In this legislation, we are setting out principles applicable, on a national level, to the provision of child and family services in relation to indigenous children and families. These principles would help ensure that indigenous children and their families would be treated with dignity and that their rights would be preserved. Some of these principles, for example, would help to ensure that indigenous children were not taken into care based on socioeconomic conditions alone, as is happening right now. If children were apprehended, it would be in their best interest, and they would be placed with a family member or within the immediate community.

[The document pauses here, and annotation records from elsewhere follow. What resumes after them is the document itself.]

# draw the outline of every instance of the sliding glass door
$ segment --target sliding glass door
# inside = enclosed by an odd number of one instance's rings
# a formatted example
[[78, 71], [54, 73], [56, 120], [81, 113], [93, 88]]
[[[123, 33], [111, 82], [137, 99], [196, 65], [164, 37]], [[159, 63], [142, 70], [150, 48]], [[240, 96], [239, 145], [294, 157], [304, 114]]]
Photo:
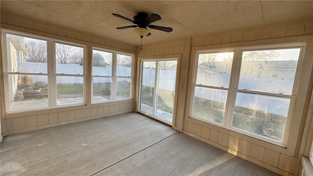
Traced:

Rather than a system designed to respond to crises, we must enable a system focused on prevention. This legislation emphasizes the need for the system to shift from apprehension to prevention, with priority given to services that promote preventative care to support families. It gives priority to services like pre-natal care and support for parents. We know, academics know and front-line professionals know that preventative care is a leading indicator of child success and positive development.
The provisions in the bill respecting first nations, Inuit and Métis children, youth and families mark the beginning of a 180-degree turn, a turn away from a system that allowed residential schools to happen.
Bill C-92 also demonstrates the importance of a collaborative approach when looking at how legislation impacting indigenous peoples is developed. This legislation flows from an intensive period of engagement with first nations, Inuit and Métis leaders, communities and individuals, including the provinces and territories. This engagement would continue in the development and implementation of a new child and family services system, which the bill would enable.
Indigenous families and communities are being torn apart. Indigenous children are being taken from their families and communities and deprived of their language and culture. Their rights as members of indigenous communities, as children and as human beings have been trampled on for too long.
This bill is in line with our government's commitment to a renewed relationship between Canada and indigenous peoples.
The bill recognizes the current systemic issues in child protection generally and reinforces the necessity of cultural protections in child welfare systems.
The bill would allow for greater promotion of vulnerable children, youth and families while recognizing and affirming the inherent right of indigenous peoples to self-determination.
Where capacity exists to build safe spaces for children and youth, where aunties, uncles, cousins and friends can come together in mutual support, and where communities want to end a cycle of child removal that creates lasting and widespread trauma, no children should be removed to spend their formative years in isolation, away from the supports they need to get the best start in life, away from the places where they belong. For children to go out and make their way in the world, they must know their place in the world. They must know where they are from. They must know where they belong. They must know who they are.
Time is of the essence. We must work collaboratively and effectively. We must maintain this momentum. We must see this through. An entire generation of indigenous children and youth are counting on us to get this right, and we cannot let them down.
There can be no greater measure of a society than how we treat our most vulnerable, how we treat our children. Today we can stand a little taller, because today we are moving to make it right. We are working to make it right.
I urge all members to join me in moving toward an end to this crisis with their support for Bill C-92.